When I read that passage, my heart pined for Lincoln. My mind asked: What is the great cause that propels the Kennedy movement, the moral imperative that rallies these citizens to oust an incumbent president? We know what united citizens in the 1968 struggle, but Kennedy and his people have not answered that question persuasively. It cannot be the price of gasoline for the loss of Nicaragua or inaction on national health insurance. Surely they are after something more enduring. But what?
"Leadership," I am told. I mistrust that word. When I ask them to explain, they usually evade or bring up fraudulent memories of a golden past that never was. "Leadership," I am told, is when the country was united and felt good about itself.
When was that? Not during the Civil War, surely, when democracy's most eloquent leader was in power, reviled and loved, crafty and good, shrewd and wise. Not during the Depression, when Franklin Roosevelt was in office, whom some Americans worshipped and others hated. Our noblest leaders presided in the most fractious times, not periods of contentment, yet we remember them differently, as great unifying voices in our history.

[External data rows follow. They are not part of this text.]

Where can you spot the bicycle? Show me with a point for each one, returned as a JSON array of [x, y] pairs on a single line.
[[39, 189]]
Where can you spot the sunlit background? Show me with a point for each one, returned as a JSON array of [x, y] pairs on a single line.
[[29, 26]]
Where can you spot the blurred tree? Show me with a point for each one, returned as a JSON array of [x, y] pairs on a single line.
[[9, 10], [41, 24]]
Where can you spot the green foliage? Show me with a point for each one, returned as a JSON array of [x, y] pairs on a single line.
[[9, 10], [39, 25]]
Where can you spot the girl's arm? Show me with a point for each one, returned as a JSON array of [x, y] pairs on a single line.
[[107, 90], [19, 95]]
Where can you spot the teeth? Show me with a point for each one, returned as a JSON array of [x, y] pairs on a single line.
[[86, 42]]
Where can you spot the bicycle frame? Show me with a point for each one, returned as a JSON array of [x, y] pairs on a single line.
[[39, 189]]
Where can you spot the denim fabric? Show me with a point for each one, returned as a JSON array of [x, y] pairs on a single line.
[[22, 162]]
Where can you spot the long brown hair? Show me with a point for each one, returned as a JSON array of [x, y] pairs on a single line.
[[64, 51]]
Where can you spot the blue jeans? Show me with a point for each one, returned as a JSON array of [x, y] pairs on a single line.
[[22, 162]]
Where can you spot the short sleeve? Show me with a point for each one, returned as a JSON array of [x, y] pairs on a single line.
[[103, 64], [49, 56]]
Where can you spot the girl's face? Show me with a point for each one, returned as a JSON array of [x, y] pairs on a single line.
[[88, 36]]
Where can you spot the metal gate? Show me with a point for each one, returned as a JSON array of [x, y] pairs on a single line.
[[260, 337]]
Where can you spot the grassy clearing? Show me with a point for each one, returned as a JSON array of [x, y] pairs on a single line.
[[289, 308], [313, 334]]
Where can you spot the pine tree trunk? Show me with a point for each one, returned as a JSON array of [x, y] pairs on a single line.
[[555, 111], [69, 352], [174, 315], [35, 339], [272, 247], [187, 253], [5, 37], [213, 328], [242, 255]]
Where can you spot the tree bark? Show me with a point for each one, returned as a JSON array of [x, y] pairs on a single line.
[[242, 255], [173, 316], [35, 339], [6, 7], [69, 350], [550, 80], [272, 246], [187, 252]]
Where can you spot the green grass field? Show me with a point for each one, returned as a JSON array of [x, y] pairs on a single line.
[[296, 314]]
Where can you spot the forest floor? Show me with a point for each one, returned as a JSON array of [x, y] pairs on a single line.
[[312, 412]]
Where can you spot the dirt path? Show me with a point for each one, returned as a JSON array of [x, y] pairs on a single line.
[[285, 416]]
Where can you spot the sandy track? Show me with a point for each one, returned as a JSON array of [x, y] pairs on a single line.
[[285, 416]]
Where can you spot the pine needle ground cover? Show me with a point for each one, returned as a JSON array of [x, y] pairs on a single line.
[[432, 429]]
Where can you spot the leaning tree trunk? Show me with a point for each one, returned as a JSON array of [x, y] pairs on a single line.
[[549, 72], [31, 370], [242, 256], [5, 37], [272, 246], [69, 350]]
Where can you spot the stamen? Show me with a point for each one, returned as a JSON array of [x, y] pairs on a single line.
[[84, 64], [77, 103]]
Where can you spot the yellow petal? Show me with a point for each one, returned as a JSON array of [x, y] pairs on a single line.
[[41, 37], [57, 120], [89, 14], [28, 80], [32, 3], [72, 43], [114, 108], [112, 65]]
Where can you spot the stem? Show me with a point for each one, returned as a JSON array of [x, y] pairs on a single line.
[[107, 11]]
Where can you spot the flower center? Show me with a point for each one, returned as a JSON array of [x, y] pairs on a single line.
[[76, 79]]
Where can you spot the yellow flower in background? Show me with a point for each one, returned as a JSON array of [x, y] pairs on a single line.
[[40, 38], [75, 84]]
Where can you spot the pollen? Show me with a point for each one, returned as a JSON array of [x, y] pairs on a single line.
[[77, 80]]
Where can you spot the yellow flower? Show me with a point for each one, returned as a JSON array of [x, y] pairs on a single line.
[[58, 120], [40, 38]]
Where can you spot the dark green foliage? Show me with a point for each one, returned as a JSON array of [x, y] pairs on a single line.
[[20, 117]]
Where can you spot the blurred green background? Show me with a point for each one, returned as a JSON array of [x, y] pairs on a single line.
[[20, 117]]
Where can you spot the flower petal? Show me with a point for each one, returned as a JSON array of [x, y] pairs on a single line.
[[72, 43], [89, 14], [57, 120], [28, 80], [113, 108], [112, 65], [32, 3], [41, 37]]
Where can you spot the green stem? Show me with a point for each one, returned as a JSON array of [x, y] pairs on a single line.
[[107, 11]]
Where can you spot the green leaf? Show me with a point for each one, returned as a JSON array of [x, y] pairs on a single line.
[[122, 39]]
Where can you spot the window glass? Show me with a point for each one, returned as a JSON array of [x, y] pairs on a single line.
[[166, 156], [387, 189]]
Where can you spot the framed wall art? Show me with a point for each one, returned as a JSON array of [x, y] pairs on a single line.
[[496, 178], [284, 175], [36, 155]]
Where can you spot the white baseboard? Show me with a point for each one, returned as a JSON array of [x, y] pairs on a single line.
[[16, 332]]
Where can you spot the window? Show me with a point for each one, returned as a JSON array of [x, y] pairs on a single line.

Let me suggest why. A great leader in a great democracy is able to see the future and make it convincing. Not necessarily peaceable and painless, but convincing. He speaks in a way that pulls us toward the emerging realities, makes people willing, even eager, to confront the hard newness of life. A sense of national destiny -- that is what runs through the great speeches of Lincoln and Roosevelt. People hated both men, but people also followed their words.
Does Edward Kennedy have a convincing vision of the future? $ does Jimmy Carter, for that matter? Or Jerry Brown or any of the interesting array of Republicans? I do not expect to find a Lincoln among them or even a Roosevelt, but I think that is the question they ought to answer.